# Canine Good Citizen



## rockhead (Jul 8, 2007)

Went to Strutt your Mutt at a local park over the weekend. The AKC booth was set up and they were doing CGC evaluations. I wasn't even considering it, but it was free and looked like fun. I read through the requirements and felt some apprehension, but would you believe Rookie passed?? With zero preparation other than the basic stuff I've done with him since 8-weeks?:happyboogie:

The only trouble he had was the three-minute separation when he whined a couple of times, then sat and settled. I'm so proud of this 17-month old!We're gonna order him the large tag for his collar.


----------



## Jax08 (Feb 13, 2009)

Yay!!! Congratulations! 

Jax hated the separation part of both the cgc and tdi. She just watched the spot where I disappeared.


----------



## ShenzisMom (Apr 27, 2010)

Great job!


----------



## Samba (Apr 23, 2001)

Very nice!


----------



## Veronica1 (Jun 22, 2010)

Nice job! We're going to be starting CGC classes next month.


----------



## JakodaCD OA (May 14, 2000)

congratulations!!


----------



## Stosh (Jun 26, 2010)

Congratulations! I took the test with Stosh after basic obedience just for fun and to see what I needed to work on and he passed it! I was surprised, he was only 5 mos old. He wears a big blue tag too and my husband got a t shirt for me. Funny how much actually sinks into those big furry heads


----------



## jakeandrenee (Apr 30, 2010)

Congrats! Jake and I are going to TRY to take it this Saturday at the Dog Fair.....


----------



## MaggieRoseLee (Aug 17, 2001)

Great news, always like to hear about more CGC's!


----------



## selzer (May 7, 2005)

That's great, but you got off cheap. I paid $20 for Joy to have it at the specialty, and she was signed up for classes, been to one and took the test. I did not expect a pass. I was taking one for the club. 

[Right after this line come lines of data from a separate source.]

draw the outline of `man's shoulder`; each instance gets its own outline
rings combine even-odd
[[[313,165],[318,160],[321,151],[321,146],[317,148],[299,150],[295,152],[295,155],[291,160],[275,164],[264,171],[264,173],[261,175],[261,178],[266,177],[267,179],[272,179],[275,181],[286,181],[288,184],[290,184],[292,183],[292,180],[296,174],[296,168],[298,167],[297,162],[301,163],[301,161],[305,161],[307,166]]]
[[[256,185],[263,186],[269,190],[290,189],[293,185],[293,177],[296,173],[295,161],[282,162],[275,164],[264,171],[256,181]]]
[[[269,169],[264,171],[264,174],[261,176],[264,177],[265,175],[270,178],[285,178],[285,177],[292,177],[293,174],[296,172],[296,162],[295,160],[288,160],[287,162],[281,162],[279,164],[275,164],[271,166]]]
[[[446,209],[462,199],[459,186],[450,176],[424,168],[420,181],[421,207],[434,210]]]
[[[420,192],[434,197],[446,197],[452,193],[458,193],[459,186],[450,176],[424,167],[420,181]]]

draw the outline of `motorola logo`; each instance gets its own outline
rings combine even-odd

Her problem was not supervised separation, that was ok. But she was at the time still pulling like a freight train. I would have flunked her myself, but she passed. And six weeks or so later she passed again with a different evaluator, so it wasn't a fluke.


----------



## BlackPuppy (Mar 29, 2007)

Congratulations!


----------



## vat (Jul 23, 2010)

Congrats! I would love to try but not sure Max is ready yet, close.


----------



## mssandslinger (Sep 21, 2010)

congrats! my lab recently got hers in the mail! soon will be my GSD!


----------



## DCluver33 (May 27, 2010)

Congrats!!! Dodger will be taking his CGC soon, hopefully next year, I want to get through beginning and intermediate and maybe advanced obedience classes first.


----------



## Deejays_Owner (Oct 5, 2005)

:congratulations:


----------



## Stosh (Jun 26, 2010)

Our training club charges the $10 AKC fee for the test- even if you don't think the dog is ready, it's a good tool for pointing out what you need to work on. And you never know, you dog just might pass!


----------



## jakeandrenee (Apr 30, 2010)

Exactly! I am unsure if Jake is ready but this Saturday we are going to try....if we fail at least we know what to work more on....


----------